A US court has given permission to reopen a bankruptcy case involving a subsidiary of prospective Hawker Beechcraft purchaser Beijing-based Superior Aviation. The ruling, on 25 May, centres on Texas-based Superior Air Parts (SAP), previously owned by Thielert. Superior bought SAP in 2009 for $7 million after Thielert filed for bankruptcy on 31 December 2008.

In March this year, SAP asked the courts to have its bankruptcy case reopened.

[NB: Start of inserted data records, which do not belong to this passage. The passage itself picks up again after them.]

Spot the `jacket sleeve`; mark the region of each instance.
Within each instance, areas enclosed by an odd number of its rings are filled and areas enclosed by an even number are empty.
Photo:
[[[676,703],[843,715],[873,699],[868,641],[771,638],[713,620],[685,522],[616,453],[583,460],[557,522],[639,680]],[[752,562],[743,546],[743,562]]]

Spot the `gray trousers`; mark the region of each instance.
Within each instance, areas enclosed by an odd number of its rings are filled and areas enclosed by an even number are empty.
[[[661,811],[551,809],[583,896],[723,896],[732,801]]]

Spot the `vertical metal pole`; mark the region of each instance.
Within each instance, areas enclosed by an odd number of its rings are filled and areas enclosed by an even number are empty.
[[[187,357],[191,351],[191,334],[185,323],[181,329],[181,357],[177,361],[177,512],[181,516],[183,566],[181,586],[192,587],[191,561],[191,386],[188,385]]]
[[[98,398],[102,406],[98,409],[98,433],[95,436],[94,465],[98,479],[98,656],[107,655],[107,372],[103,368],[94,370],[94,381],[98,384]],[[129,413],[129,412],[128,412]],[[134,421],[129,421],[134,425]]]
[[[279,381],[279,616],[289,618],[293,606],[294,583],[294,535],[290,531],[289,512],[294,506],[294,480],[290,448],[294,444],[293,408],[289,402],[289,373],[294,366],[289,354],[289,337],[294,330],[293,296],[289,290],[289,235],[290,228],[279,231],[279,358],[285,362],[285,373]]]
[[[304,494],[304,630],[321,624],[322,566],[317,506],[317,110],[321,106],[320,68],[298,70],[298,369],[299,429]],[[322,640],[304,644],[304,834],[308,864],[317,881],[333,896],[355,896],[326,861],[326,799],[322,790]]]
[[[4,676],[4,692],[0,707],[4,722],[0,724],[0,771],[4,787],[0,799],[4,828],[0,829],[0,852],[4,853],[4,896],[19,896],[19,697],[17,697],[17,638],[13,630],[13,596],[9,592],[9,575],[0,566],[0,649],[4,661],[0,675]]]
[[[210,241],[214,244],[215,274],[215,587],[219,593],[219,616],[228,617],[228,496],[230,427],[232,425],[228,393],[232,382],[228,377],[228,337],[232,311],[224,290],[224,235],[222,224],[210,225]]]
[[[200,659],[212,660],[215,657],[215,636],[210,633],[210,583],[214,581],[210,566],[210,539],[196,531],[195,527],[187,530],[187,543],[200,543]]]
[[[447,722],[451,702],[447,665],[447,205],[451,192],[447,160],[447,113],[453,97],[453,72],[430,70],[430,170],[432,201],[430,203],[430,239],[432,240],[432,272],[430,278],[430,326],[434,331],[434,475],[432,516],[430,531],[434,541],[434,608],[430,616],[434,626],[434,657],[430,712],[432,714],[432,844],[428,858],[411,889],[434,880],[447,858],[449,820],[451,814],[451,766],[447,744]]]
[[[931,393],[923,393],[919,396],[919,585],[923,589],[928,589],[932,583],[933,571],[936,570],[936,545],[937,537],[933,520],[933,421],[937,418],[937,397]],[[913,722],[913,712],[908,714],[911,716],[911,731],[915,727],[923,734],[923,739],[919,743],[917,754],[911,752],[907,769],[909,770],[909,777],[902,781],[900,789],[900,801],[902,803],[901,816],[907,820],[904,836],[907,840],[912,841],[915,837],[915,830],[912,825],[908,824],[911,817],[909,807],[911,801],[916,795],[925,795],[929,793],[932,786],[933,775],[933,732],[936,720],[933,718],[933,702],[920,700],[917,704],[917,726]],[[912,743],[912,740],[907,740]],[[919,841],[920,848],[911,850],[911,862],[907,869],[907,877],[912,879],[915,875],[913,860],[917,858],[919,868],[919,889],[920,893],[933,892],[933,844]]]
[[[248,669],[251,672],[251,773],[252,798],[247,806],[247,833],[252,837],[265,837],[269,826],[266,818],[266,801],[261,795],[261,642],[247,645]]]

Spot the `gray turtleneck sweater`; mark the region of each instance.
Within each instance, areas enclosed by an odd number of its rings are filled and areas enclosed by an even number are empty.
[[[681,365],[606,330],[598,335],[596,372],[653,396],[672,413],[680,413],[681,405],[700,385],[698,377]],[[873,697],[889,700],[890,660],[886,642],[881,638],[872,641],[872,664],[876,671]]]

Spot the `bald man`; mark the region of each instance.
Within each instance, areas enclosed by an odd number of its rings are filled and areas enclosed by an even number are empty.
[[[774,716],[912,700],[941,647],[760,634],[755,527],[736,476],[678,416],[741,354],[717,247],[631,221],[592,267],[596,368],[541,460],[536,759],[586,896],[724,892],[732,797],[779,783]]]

The seemingly odd request came in response to a civil lawsuit filed in January by Cessna parent Textron.

SAP builds engines and US Federal Aviation Administration parts manufacturer approved (PMA) components for Lycoming piston engines, and, as such, is the main competitor to Textron's Avco subsidiary, the OEM for Lycoming products.

Prior to the bankruptcy and subsequent acquisition by Superior, Thielert made an agreement to sell its PMAs and most of its other assets to Avco as part of a Chapter 11 process, but later withdrew the offer, stating "antitrust concerns". The case was closed in October 2010 but will now be revisited to determine if Textron's complaints have any merit.

Textron's lawsuit claims that in its 2009 bankruptcy proceedings, SAP overturned licensing agreements with Textron, in effect negating its approval for SAP-produced components.

SAP and Textron have a long history of wrangling and then resolving intellectual property issues, starting in 1981 and continuing in 1999, according to court filings. "For decades, [Textron and its wholly owned subsidiary Avco] and their predecessors have tried to put [SAP] out of business, thus eliminating their only competition for the production of various replacement parts necessary to service a Lycoming aircraft engine," SAP stated in a response to Textron's latest lawsuit.

Superior is in a 45-day exclusive negotiation period with Hawker Beechcraft to evaluate its $1.79 billion bid for the Wichita-based airframer, which entered Chapter 11 bankruptcy protection in May.